Just came back from a visit to Flavio Ferrarotti in Hagenberg, Austria. Hagenberg is an inspirational mixture of a traditional countryside village and a high-tech software campus. Flavio works in finite model theory and during our discussions I was reminded of the beautiful formalism of Choiceless Polynomial Time with Counting invented by Gurevich and Shelah. Basically it is programming with sets, much like in the programming language SETL, but in a logical way, i.e., atomic data elements are abstract entities and not numbers that can be compared, added, multiplied, and so on.

The conjecture is that not every polynomial-time database query can be expressed in Choiceless Polynomial Time with Counting; for nonboolean queries, this has been proved by Benjamin Rossman but it remains open for boolean queries.

Yuri Gurevich actually conjectures that there is no language for the polynomial time boolean queries, but proving this is of course quite a challenge, in view of the fact that there does exist a language for the NP boolean queries (existential second-order logic, compare Fagin's Theorem).

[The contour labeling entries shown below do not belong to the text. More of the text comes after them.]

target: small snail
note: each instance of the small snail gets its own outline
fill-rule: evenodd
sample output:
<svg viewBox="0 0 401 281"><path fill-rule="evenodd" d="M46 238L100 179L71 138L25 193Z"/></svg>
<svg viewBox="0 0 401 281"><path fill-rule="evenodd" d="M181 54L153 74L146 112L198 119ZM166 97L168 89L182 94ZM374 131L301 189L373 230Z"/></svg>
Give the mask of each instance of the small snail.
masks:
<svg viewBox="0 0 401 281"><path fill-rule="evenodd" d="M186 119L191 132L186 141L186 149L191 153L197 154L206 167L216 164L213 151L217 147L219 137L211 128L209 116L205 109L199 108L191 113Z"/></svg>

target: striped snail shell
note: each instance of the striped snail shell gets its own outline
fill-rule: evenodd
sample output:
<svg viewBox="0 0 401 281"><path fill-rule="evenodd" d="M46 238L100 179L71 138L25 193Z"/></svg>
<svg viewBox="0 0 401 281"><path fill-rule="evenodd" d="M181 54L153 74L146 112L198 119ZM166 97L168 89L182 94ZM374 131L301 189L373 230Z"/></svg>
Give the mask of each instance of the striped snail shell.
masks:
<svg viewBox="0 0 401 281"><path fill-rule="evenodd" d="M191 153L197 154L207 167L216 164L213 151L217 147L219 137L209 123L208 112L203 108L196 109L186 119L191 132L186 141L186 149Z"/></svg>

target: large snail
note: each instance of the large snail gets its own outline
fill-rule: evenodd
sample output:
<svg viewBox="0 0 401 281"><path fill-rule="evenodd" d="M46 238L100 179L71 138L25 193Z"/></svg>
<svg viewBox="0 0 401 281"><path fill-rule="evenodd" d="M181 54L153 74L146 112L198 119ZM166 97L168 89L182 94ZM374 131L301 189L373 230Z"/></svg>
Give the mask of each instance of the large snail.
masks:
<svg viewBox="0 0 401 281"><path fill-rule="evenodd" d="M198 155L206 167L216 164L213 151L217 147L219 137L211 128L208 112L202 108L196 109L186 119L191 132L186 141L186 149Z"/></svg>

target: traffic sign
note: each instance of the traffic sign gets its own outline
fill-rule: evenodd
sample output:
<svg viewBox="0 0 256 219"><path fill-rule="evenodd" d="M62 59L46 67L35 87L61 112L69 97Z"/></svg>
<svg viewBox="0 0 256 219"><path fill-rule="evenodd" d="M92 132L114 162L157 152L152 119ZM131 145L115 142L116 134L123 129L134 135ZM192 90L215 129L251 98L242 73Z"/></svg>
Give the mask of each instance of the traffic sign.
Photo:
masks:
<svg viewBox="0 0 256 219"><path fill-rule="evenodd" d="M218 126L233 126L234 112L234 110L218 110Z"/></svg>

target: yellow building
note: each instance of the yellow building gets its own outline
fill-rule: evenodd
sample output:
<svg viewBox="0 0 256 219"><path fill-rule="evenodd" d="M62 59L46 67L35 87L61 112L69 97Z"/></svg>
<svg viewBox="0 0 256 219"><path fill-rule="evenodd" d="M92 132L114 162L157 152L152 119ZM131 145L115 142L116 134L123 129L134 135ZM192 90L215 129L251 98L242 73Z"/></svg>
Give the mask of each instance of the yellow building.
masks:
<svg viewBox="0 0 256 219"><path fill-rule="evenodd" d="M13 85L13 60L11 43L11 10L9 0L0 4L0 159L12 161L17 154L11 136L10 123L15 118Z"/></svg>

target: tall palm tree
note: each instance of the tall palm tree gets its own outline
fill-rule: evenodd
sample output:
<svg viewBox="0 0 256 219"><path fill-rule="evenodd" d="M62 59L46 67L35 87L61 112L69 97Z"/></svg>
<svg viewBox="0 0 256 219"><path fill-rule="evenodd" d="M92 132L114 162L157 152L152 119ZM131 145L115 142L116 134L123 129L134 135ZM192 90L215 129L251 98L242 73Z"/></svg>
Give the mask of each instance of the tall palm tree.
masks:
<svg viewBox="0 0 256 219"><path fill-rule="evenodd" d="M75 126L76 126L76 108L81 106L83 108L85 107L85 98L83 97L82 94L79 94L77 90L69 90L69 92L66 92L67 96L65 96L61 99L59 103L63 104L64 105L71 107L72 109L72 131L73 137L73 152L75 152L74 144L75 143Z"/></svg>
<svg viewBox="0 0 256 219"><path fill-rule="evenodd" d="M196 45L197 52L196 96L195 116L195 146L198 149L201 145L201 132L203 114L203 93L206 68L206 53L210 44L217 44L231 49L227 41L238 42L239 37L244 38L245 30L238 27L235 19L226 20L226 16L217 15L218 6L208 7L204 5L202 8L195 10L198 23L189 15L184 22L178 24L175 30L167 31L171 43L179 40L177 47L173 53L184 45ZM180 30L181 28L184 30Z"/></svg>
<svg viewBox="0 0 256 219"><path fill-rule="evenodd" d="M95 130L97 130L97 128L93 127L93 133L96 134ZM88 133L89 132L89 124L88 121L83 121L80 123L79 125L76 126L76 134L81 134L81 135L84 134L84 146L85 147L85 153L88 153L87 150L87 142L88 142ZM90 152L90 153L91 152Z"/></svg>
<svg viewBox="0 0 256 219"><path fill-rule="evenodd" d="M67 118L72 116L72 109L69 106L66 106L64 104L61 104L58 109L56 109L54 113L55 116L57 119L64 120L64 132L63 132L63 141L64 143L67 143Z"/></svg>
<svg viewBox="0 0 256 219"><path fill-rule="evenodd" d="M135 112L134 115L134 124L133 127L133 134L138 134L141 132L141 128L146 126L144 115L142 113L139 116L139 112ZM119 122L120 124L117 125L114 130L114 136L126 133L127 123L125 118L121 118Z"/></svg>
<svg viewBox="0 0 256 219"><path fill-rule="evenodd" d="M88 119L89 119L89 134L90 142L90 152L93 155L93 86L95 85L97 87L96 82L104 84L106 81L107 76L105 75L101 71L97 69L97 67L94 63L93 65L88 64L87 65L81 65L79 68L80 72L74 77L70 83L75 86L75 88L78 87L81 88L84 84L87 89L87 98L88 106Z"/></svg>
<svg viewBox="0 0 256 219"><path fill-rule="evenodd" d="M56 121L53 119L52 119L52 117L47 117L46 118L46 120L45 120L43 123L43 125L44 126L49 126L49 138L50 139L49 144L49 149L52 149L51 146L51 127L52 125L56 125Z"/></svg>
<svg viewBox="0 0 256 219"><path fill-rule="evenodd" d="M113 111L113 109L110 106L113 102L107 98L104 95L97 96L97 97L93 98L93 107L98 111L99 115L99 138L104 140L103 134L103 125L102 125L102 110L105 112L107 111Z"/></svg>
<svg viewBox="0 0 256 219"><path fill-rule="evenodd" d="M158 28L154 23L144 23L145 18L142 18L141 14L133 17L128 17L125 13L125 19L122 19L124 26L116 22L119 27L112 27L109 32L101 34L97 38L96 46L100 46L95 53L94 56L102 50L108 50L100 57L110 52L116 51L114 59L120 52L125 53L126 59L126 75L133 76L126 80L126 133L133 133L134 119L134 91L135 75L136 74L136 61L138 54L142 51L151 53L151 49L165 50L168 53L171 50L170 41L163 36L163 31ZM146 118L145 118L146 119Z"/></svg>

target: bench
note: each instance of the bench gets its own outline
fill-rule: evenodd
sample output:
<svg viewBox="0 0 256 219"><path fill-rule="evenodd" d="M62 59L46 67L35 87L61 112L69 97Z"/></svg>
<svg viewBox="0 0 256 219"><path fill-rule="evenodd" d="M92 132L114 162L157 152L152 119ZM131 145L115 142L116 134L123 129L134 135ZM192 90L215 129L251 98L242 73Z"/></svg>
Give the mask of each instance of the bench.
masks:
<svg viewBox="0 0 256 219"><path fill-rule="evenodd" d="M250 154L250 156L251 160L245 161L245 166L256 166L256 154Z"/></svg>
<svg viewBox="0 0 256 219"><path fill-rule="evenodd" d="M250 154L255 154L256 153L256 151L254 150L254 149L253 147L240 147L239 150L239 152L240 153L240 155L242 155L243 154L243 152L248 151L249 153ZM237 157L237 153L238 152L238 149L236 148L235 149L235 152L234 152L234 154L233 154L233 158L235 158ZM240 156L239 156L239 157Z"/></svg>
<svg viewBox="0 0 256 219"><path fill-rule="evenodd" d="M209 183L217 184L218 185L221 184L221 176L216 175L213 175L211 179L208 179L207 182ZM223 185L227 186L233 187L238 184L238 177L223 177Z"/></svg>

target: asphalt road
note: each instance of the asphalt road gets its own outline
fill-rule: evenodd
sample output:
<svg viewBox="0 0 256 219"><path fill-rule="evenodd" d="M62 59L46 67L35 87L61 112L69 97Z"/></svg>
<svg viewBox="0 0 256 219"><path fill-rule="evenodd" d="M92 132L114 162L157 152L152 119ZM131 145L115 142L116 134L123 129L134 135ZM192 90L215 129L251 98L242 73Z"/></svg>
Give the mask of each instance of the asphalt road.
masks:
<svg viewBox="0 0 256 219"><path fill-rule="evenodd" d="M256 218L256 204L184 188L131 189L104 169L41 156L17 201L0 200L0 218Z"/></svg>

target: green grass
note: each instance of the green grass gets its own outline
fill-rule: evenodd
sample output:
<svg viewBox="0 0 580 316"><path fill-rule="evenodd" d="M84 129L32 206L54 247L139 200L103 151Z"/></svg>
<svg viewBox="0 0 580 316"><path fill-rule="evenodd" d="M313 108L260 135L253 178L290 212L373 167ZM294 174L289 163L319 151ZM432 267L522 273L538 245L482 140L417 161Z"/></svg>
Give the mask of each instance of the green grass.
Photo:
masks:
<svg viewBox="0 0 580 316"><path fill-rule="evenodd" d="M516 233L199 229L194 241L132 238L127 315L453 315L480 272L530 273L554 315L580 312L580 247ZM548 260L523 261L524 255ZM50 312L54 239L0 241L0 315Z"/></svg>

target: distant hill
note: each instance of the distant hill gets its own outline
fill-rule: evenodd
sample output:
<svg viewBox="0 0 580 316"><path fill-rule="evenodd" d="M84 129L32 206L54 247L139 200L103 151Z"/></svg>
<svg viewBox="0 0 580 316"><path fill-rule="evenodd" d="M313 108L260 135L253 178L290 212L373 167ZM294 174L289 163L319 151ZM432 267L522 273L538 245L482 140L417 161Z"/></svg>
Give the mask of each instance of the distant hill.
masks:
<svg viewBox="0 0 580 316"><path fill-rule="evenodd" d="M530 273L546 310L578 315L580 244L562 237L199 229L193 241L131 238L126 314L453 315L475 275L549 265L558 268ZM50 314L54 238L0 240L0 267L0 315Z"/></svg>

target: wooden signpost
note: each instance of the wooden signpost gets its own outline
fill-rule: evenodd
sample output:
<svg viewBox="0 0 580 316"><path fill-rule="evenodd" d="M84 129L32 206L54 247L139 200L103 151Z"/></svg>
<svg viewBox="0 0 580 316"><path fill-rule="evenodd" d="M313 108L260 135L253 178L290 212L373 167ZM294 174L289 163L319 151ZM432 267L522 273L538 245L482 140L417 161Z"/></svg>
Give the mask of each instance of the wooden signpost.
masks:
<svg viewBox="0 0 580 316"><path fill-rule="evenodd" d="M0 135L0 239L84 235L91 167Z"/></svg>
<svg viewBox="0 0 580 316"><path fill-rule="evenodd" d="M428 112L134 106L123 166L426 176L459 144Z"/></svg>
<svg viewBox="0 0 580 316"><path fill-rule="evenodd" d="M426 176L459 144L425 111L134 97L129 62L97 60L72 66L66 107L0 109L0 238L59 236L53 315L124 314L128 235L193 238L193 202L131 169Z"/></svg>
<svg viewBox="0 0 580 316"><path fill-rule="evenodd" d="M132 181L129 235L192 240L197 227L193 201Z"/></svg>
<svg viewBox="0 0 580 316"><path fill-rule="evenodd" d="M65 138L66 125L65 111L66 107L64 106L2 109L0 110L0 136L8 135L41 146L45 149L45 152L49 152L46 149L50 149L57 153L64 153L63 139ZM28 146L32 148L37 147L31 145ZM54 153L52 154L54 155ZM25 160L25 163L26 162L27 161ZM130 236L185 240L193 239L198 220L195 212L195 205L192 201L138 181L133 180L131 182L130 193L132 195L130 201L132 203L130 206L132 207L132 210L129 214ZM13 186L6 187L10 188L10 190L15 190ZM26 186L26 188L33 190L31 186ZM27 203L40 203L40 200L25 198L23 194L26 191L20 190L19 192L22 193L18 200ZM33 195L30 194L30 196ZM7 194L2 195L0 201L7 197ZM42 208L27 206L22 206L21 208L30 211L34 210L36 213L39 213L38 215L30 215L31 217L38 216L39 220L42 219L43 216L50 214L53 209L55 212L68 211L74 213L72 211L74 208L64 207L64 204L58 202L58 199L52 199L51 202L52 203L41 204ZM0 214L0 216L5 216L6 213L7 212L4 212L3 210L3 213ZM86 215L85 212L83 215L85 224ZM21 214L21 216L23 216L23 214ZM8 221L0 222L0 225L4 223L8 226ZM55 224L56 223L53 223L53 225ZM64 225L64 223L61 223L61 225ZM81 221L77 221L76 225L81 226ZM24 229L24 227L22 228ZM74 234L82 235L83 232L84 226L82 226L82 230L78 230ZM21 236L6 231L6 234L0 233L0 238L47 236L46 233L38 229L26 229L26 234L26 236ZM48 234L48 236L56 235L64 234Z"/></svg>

More recently, Anuj Dawar and collaborators investigated an interesting alternative approach, based on adding primitives from linear algebra (notably, computing the rank of a matrix) to fixpoint logic. I have not followed this closely but would be interested in hearing the latest feeling/opinion on this development. It would be great if Anuj could chime in with a brief comment bringing us up to date on this matter!